> On Mar 22, 2020, at 18:54, Steven D'Aprano <[email protected]> wrote:
>
> Do you have an example of `A <= B and B <= A` aside from the `A == B`
> case?
For mathematical sets, this is either impossible by definition, or impossible
by 2-line proof, depending on which definitions you like. For Python sets,
presumably you could come up with something pathological involving some kind of
“anti-NaN” value that’s equal to everything?
But I don’t think that’s relevant here. You claimed that 'the "arbitrary
iterables" part is a distraction', but I think it’s actually the whole point of
the proposal. The initial suggestion is that there are lots of iterables that
are both a subset and a superset of some set, and only the ones that are sets
are equal to the set, and not having a way to test for the ones that aren’t
sets is the “missing functionality” that needs to be added for completeness.
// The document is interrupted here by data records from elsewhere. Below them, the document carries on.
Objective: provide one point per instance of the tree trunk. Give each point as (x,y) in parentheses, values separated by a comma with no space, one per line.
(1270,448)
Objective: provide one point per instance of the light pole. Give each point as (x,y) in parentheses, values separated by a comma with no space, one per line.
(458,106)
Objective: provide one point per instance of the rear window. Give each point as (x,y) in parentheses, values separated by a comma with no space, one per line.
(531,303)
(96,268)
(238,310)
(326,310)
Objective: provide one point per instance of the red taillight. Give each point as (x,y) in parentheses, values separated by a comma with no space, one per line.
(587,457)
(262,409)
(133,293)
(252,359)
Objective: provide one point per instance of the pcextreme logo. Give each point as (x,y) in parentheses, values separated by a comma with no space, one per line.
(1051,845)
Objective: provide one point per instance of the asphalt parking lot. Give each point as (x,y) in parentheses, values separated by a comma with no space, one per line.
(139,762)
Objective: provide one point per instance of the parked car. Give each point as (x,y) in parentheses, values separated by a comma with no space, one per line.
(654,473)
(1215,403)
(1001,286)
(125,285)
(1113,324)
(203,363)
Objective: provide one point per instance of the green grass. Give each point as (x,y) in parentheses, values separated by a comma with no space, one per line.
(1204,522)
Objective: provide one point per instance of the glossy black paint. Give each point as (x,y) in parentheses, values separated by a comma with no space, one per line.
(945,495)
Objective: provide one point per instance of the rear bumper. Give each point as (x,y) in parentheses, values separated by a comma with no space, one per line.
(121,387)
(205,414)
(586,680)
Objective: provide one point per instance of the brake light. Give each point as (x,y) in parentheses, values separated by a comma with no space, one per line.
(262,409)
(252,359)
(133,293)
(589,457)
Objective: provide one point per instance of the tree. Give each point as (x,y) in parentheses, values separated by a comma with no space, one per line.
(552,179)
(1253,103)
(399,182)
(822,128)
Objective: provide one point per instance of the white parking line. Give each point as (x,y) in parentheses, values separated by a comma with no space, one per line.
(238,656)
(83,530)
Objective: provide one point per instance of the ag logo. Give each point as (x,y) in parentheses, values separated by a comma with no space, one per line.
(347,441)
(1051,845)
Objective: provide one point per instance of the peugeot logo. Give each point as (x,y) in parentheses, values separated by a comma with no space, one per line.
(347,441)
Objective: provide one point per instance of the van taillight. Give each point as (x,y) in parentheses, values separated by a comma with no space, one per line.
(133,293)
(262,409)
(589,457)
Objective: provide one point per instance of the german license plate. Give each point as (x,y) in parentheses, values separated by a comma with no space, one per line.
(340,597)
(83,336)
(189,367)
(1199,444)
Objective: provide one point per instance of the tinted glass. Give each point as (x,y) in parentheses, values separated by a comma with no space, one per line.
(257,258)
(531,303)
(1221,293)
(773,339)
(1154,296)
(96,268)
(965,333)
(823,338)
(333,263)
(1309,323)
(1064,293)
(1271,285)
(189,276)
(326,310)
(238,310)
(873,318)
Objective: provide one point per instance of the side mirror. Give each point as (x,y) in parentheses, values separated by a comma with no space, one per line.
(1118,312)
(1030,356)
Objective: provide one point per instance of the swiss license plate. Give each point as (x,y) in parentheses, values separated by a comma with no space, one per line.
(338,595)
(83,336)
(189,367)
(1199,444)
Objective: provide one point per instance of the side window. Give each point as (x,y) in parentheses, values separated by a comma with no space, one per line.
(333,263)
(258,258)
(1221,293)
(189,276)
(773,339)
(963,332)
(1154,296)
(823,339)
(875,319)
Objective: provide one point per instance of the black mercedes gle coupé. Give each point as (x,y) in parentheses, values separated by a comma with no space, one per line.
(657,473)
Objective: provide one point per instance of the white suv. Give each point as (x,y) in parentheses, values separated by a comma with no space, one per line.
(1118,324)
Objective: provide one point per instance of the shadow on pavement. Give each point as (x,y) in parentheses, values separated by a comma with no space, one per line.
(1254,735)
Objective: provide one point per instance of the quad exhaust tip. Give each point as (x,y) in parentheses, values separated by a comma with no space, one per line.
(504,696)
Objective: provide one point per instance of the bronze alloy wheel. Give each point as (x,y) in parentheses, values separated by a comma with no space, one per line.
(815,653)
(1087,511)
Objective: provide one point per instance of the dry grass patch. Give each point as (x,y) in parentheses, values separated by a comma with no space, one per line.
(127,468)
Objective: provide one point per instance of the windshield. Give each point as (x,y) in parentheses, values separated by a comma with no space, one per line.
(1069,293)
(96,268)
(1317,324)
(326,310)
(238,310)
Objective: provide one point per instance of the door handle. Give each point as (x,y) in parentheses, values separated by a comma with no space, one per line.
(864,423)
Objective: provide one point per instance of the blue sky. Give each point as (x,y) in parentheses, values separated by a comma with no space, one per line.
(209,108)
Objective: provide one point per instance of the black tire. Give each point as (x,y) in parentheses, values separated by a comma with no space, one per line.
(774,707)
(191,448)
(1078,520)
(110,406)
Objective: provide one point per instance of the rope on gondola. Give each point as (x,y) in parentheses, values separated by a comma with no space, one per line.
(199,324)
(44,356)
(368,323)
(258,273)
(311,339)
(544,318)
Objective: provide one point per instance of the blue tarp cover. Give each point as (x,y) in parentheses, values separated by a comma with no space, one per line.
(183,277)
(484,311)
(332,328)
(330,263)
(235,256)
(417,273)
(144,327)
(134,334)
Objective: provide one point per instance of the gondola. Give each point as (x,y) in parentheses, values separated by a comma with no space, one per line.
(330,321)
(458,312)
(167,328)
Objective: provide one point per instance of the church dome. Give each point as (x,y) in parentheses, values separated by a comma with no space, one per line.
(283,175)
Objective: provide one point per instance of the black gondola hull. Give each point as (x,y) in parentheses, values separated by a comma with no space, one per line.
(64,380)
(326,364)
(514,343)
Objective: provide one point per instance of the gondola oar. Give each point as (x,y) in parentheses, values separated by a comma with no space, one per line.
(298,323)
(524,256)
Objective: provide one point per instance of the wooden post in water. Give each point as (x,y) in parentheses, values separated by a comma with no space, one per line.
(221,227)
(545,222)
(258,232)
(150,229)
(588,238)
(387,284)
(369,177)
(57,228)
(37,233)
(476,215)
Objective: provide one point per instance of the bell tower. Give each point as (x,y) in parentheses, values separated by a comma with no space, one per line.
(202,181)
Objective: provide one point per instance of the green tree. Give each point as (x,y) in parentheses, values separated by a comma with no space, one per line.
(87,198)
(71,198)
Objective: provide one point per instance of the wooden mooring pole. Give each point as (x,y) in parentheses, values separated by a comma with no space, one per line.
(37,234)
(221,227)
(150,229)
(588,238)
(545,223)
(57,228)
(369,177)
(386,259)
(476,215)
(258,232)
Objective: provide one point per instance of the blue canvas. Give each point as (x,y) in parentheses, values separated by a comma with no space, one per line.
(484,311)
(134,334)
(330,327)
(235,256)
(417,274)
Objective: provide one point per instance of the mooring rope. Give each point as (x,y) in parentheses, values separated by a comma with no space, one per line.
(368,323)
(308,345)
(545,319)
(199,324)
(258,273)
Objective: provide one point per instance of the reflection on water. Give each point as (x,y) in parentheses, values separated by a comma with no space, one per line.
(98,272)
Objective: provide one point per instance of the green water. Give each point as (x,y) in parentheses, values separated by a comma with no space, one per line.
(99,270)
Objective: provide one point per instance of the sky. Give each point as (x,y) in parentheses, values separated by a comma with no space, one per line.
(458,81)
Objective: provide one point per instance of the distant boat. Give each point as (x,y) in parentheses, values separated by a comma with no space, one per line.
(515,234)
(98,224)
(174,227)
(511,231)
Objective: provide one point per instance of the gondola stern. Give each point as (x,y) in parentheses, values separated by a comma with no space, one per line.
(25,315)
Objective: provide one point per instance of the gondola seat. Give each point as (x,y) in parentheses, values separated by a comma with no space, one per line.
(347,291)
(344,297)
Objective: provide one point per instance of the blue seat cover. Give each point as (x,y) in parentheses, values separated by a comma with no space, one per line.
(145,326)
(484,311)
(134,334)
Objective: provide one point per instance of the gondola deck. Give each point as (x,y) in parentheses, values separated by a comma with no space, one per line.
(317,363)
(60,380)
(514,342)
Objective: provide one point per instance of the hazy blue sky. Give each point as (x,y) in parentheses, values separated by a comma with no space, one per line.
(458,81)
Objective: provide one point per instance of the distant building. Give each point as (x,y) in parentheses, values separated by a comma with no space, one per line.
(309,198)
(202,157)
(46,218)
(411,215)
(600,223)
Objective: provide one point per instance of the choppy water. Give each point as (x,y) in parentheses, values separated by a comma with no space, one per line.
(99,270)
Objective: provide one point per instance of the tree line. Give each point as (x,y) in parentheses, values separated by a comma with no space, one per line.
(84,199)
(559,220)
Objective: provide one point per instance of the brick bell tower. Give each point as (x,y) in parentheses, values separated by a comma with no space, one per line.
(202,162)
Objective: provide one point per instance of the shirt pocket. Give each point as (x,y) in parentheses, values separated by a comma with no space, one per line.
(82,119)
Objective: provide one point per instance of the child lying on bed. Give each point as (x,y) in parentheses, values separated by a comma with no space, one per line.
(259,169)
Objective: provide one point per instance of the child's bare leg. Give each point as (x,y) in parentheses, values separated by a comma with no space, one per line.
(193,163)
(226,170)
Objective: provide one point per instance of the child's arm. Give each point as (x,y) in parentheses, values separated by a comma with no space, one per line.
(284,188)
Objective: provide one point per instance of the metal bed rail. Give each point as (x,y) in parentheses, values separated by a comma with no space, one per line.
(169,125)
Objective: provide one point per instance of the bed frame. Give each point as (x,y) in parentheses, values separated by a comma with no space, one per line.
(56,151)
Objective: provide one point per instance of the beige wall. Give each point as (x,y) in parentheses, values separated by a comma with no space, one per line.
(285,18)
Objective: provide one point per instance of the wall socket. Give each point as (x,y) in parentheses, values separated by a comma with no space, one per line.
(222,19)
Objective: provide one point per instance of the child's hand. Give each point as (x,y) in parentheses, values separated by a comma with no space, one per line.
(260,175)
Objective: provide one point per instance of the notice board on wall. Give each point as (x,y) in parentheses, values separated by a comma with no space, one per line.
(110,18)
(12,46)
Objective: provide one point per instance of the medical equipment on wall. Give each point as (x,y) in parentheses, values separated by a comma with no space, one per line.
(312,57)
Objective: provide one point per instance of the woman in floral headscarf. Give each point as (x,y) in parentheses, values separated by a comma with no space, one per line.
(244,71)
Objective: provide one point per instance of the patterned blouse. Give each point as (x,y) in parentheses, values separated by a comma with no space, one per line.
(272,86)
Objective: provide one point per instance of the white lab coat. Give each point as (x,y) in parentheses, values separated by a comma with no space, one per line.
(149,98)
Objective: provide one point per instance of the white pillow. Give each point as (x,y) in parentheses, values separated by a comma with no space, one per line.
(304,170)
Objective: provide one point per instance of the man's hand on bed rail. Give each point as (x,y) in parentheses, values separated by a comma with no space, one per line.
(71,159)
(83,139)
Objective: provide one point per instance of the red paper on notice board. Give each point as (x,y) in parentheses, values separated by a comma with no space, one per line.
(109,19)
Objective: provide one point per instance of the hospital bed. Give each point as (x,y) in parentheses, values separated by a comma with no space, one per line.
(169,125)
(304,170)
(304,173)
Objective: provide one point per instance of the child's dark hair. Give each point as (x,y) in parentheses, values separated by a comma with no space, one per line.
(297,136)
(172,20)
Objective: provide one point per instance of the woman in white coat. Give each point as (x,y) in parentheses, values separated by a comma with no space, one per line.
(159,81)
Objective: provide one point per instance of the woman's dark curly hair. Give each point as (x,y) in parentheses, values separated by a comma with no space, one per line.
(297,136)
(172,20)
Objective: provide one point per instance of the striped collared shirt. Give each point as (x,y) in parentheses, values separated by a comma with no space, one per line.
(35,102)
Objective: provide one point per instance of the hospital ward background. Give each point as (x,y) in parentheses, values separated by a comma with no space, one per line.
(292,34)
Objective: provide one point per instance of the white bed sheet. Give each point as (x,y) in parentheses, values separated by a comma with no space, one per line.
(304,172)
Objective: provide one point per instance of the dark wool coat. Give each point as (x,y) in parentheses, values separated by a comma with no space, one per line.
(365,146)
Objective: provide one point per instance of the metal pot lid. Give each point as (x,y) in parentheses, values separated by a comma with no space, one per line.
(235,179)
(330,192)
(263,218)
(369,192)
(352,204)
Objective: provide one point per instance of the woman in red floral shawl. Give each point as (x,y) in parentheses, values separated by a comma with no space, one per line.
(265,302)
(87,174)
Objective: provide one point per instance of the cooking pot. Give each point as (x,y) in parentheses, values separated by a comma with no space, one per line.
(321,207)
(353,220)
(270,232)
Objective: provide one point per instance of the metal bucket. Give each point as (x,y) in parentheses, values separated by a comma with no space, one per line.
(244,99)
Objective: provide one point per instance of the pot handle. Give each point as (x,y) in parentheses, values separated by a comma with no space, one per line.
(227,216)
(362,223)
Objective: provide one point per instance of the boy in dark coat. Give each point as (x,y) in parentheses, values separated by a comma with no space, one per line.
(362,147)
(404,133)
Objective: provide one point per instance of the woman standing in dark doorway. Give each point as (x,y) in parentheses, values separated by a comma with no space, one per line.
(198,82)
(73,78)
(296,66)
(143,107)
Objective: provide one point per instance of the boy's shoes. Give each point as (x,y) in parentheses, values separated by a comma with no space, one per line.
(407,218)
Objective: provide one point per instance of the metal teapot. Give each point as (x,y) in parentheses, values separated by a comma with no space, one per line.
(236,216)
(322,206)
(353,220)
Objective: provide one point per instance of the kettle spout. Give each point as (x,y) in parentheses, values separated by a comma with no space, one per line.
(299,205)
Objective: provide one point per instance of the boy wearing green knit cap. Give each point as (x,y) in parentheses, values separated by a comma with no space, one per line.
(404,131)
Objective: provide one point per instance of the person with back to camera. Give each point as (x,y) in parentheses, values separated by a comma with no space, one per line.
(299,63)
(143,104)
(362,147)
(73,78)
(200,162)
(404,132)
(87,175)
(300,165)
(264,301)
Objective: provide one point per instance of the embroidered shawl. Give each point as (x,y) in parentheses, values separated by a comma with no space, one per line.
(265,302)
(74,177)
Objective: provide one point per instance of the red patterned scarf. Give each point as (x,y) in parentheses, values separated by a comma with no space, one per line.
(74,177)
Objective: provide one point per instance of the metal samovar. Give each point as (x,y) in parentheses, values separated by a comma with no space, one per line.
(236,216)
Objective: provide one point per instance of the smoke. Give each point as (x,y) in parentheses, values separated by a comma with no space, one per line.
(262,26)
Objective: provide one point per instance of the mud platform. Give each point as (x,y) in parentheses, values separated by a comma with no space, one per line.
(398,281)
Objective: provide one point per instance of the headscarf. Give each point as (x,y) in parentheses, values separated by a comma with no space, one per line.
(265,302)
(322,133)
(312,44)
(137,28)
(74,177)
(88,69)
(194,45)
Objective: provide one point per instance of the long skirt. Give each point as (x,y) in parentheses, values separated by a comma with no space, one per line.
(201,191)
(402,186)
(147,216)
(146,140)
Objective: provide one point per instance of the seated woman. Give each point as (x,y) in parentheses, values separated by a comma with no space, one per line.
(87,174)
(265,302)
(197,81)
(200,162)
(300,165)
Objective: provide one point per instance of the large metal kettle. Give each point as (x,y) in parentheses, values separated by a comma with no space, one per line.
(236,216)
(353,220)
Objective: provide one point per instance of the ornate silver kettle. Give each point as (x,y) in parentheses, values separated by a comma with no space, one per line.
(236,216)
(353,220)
And that’s what you’re missing at the end of your previous message: you don’t
see “how `<set>.issubset(other) and <set>.issuperset(other)` can be true” if
the set and other aren’t equal: it’s true whenever other isn’t a set. And if
you need it more concrete:
>>> {1.2}.issubset((1,2))
True
>>> {1.2}.issuperset((1,2))
True
>>> {1,2} == (1,2)
False
So, asking for an example of ones that are sets but still can’t be tested for
equality is non sequitur. The OP didn’t expect there to be any, and isn’t
trying to solve that problem even if there are.
As far as I can tell, they’re just trying to add a method isequivalent or
iscoextensive or whatever that extends beyond == to handle non-set iterables in
the exact same way issubset and issuperset extend beyond <= and >= to handle
non-set iterables.
That’s a perfectly coherent request, and of course arbitrary iterables are
relevant to it. The question is why anyone would ever need that method. If
someone has a use case for it, they should be able to post it easily.